1 min read

Don't do exploration task

A person struggling to make sense of an IKEA assembly manual
A person doing the IKEA challenge

When giving tasks to participants in usability sessions:

DON'T: "Tell me what you see on this dashboard"

DO: "Check if your e-commerce site is going ok."

Rationale

Looking at a dashboard with no particular intention is a very different behavior than looking at a dashboard in order to figure out if the e-commerce site is still up and running.

User researchers should gather the usability issues that come up during realistic user behavior. If we are collecting data about fantasy behavior that is not helping anyone. That's just invalid data.

Realistic user behavior starts with a realistic user task. "Look around and tell me what you see..." is not such. There aren't many apps that people open just because they wanna read some UI copy and see boxes and arrows.

Here is another example to make the point:

Let's say a UXR at IKEA wanted to test the usability of an assembly manual.

DON'T

  • Researcher: "Look at this assembly manual and tell me what it shows you."
  • Participant: [Reads the manual carefully, from point to point linearly. Doesn't skip anything. Spends a good 15 minutes reading... Has a little problem with reading the small print.]

DO

  • Researcher: "Assemble this bed. Here is the full package [assembly manual, parts, tools]. Start now."
  • Participant [Not looking at the manual. Tries putting parts together... Gets stuck. Skips to the 6th page where she recognizes some parts... Goes back to the first page to disambiguate the parts... Realizes she put together the wrong parts... or did she?... going back and forth...]

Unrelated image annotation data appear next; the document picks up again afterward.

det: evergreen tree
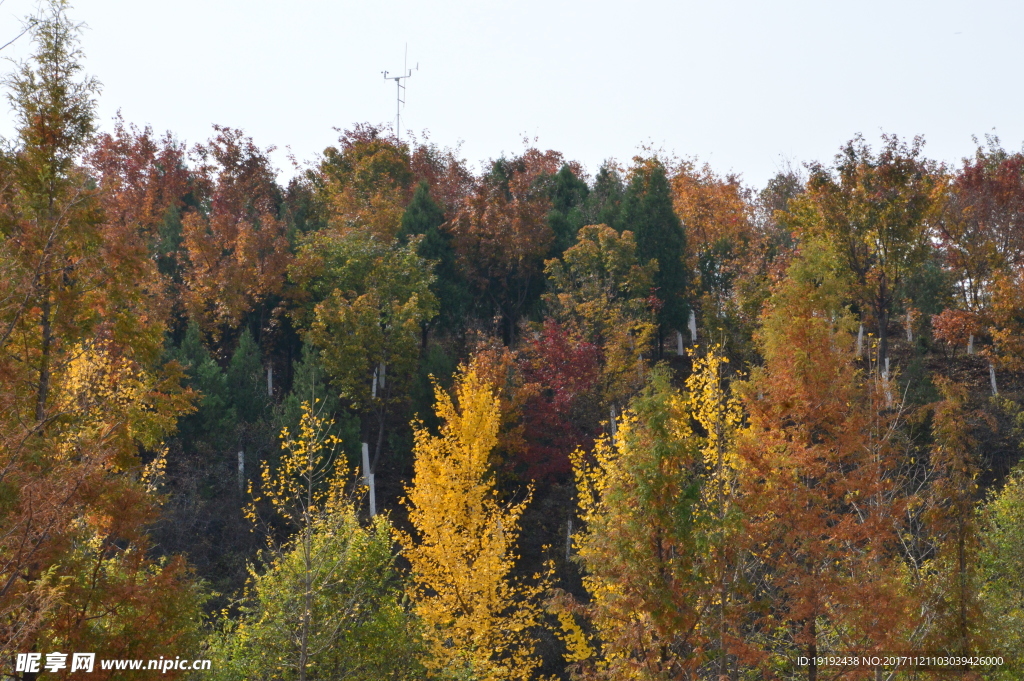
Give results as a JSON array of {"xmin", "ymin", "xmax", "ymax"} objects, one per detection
[
  {"xmin": 575, "ymin": 162, "xmax": 626, "ymax": 229},
  {"xmin": 617, "ymin": 159, "xmax": 689, "ymax": 354},
  {"xmin": 276, "ymin": 343, "xmax": 360, "ymax": 462},
  {"xmin": 171, "ymin": 322, "xmax": 236, "ymax": 442},
  {"xmin": 548, "ymin": 164, "xmax": 590, "ymax": 257},
  {"xmin": 398, "ymin": 182, "xmax": 472, "ymax": 335},
  {"xmin": 226, "ymin": 329, "xmax": 268, "ymax": 423}
]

Two completely different behavior with very different usability issues. One of them is an unrealistic behavior that was prompted by an exploration task. The other is realistic behavior prompted by a good task.

Exception

Only do exploration tasks if that's something real users would do. The example that comes to my mind is landing pages. Users visit those pages specifically to explore the product, and to understand whatever the page has to say.